Just got out of the shower so now I'll read the thread. Thought I'd announce myself before I did that. Heh, heh, heh.

º¿carol said...

Micki, that thing you posted! Yikes! Blab any of that anywhere in public and one would be stoned. But gosh, it was the truth.

A lot of our holidays are based on war. Like Memorial Day for one.

Alan said...

Amazing pictures of Alaskan glaciers. Seventy years later, this guy replicated the same pictures taken by Brad Washburn.

changed landscape

micki said...

A 'warrior' never causes the war you say, but s/he makes it possible to perpetuate war by agreeing to sign up to kill.

I think if the draft was reinstated, we'd see that war wouldn't be so easy to pass off as the solution.

DEFENDING OUR COUNTRY? Huh? What about this illegal war of choice on Iraq is based on defending our country? Nothing. Yet, they still sign up.

For some, war and all its attendant toys are an aphrodisiac.

micki said...


Bill was watching ABC tonight and he called to me to see these astounding photos of the glaciers.

It makes me weep.

Where is the Memorial Day to commemorate the death of things in nature?

micki said...

Blab any of that anywhere in public and one would be stoned.

No kidding.

micki said...

From Alan's link about the Alaskan glaciers:

While he's "not a scientist," Arnold said the photographs taught him a lesson about global warming. "I have got eyes and that's all you need," he said. "I think the viewer can figure it out for themselves and it depoliticizes the whole issue of global warming."

Oh, if only....

Alan said...

This is unique, to say the least.

Antiwar Art in a New Medium: Paintball-on-Web

Iraqi Dodges Projectiles at Chicago Gallery to Illustrate His People's Plight

CHICAGO -- Wafaa Bilal pokes his head out from behind a plexiglass screen to squeegee off dripping yellow paint and -- splat! -- a paintball hits inches from his face.

"They wait for me to let my guard down, like predators," said Bilal, an Iraqi artist who has holed himself up in a Chicago gallery for a month with a paintball gun that people can shoot at him over the Internet, at, 24 hours a day.

Since May 4, more than 40,000 shots have been fired by people around the world who visit his Web site.
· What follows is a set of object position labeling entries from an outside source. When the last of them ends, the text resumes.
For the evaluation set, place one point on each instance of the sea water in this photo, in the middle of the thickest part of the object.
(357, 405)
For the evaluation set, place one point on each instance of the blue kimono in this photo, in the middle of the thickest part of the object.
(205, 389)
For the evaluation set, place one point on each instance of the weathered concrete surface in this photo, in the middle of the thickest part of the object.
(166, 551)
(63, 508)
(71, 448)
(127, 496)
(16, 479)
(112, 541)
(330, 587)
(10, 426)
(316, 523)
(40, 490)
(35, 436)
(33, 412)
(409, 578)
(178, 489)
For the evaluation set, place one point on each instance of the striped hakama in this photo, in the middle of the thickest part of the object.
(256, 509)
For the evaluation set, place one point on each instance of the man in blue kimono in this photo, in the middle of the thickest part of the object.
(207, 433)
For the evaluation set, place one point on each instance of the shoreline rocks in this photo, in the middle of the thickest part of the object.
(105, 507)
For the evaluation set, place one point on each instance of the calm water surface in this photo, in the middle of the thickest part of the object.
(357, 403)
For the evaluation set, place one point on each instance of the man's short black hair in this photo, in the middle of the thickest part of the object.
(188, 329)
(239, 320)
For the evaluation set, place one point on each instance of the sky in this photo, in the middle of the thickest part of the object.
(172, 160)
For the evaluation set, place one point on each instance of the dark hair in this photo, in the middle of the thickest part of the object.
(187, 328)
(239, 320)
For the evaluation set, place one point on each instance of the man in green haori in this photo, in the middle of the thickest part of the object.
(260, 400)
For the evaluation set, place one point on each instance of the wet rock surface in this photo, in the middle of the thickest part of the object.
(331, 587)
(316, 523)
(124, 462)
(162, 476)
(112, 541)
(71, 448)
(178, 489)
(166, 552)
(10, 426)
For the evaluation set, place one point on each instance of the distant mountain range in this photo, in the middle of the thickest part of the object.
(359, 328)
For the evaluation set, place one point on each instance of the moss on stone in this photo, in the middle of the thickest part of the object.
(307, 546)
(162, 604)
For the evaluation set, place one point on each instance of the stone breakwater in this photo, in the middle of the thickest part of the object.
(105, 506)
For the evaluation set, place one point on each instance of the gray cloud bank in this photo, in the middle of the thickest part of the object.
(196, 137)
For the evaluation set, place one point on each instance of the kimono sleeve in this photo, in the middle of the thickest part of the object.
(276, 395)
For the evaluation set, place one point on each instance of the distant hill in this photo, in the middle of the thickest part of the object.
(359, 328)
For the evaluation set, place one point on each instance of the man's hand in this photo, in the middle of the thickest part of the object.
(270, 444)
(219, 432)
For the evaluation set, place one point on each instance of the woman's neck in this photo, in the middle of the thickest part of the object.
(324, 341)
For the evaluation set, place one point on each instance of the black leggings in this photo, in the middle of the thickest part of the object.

The site shows a live image of Bilal from a camera mounted on the gas-powered paintball gun at the edge of his living space. Using arrow icons on the Web site, users can aim the gun and fire a yellow paintball. Often more than one user will fight for control of the gun, with one trying to point it at Bilal while another pulls it away. A scrolling text tells Bilal what city or country each shot comes from.

Bilal, 40, fled Saddam Hussein's regime in 1991 after refusing to do military service. He now teaches at the School of the Art Institute in Chicago. His 23-year-old brother was killed by shrapnel to the heart outside the family's Najaf home in 2005; his father was killed several months later. Bilal conceived of the exhibit, called "Domestic Tension," at Chicago's FlatFile Galleries as a nondidactic way to convey the constant stress and destruction that the war wreaks on Iraqis, and the detached, sanitized way the U.S. public and often soldiers themselves experience war.
That's pretty much most of the article, tho the end has a nice touch from a Marine. I was never able to shoot the guy myself (it lists which city the shot 'came' from), but I did holler at the guy from the chat feature.

Alan said...

*gun, I meant gun

Think that was a freudian slip from a warmonger? nahhhh

Alan said...

They're still lying.

GOP rivals embrace unproven Iraq-9/11 tie

WASHINGTON -- In defending the Iraq war, leading Republican presidential contenders are increasingly echoing words and phrases used by President Bush in the run-up to the war that reinforce the misleading impression that Iraq was responsible for the Sept. 11, 2001, attacks.